A study using a microbicide gel containing the antiretroviral drugs in the combination pill Truvada – tenofovir and FTC (emtricitabine) – completely protected six pigtail macaque monkeys from infection with a type of HIV designed to be infectious to monkeys, the XVII International AIDS Conference heard on Thursday.

‘Completely protected’ means that six monkeys given twice-weekly vaginal inoculations with three millilitres of a gel containing 5% FTC and 1% tenofovir, and then challenged 30 minutes later with a dose of 760,000 viral units of a laboratory-devised exposure of HIV called SHIV-SF162p3 were not infected after 20 doses. The reason five times as much FTC as tenofovir was used was simply because FTC is more soluble in water.

This dose, which is ten times the amount that should be expected to infected 50% of animals per inoculation, is actually a lower dose than that used in many previous studies, and was designed to mimic more closely the effects of regular sexual exposure in humans. In contrast five out of six monkeys given the placebo gel (one each at weeks two, three, four, five and eleven) were infected. When asked why one monkey given placebo was not infected, presenter Walid Heneine said that such statistical outliers often happened, though the substance used to make the gel, hydroxyethylcellulose (HEC) has some antiviral effect too.

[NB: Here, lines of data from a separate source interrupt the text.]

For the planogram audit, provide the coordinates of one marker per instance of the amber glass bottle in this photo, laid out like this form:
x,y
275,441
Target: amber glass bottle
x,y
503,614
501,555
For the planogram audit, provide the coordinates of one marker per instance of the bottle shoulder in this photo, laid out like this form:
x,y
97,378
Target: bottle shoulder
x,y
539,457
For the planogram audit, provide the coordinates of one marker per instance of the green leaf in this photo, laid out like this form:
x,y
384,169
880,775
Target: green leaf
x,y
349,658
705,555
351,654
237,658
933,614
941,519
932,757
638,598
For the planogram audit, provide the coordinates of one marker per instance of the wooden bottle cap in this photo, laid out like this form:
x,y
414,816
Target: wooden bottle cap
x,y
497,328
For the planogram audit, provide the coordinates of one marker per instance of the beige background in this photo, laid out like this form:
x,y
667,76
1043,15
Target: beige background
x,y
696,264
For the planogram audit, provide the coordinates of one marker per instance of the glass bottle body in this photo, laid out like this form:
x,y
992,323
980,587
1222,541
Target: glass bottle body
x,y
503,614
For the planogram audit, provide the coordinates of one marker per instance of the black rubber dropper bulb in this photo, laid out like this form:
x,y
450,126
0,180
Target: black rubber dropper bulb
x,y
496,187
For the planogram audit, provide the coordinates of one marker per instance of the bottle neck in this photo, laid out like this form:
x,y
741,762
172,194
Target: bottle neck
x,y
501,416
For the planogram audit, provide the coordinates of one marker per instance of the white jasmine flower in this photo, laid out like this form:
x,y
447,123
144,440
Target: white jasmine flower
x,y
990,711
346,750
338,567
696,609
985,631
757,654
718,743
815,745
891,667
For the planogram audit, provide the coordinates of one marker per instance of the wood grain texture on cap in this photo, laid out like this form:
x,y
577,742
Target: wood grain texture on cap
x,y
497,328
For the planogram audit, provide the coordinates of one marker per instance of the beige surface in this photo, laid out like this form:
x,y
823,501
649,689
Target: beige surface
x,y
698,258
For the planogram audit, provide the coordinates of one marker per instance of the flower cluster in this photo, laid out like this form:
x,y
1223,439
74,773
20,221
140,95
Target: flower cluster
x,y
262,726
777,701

Two monkeys just given doses of the virus and no gel both became infected at weeks three and four.

Low levels of both FTC and tenofovir were consistently detected in the blood of all the treated macaques 30 minutes after vaginal application of the gel: 67 nanograms (billionths of a gram) of FTC per millilitre (ng/ml) of FTC and 23 ng/ml of tenofovir. This is something like 2000 times lower than the minimum dose of tenofovir required to inhibit 50% of HIV (its IC50). There have been considerable concerns that the absorption of microbicides into the blood might produce resistance in human subjects that were unwittingly HIV-positive or experiencing infection at the time; however Heneine commented that these drug levels were well below those necessary to create the selective pressure that results in drug resistance.

Heneine was asked whether the results of this study would put pressure on investigators conducting human trials of microbicides to start using combinations of drugs rather than single ones; at present all the ongoing and planned human trials are going to use single drugs, including one of tenofovir, CAPRISA, which started in May 2008.

Monkey studies of oral prophylaxis against HIV (pre-exposure prophylaxis: PrEP) have seen a similar pattern; a study showing that a single-drug regimen, also using tenofovir, produced partial protection (Subbarao) followed by a study showing that a tenofovir/FTC dual combination produced complete protection, albeit in this case against only 14 challenges with infectious virus. As a result of this, all but one of the current or planned efficacy studies of PrEP is using or has switched to drug combinations.

Heneine said that a decision would be taken on this question after an imminent study using tenofovir alone, under the same protocol of challenges and infectious dose, was completed by the CDC.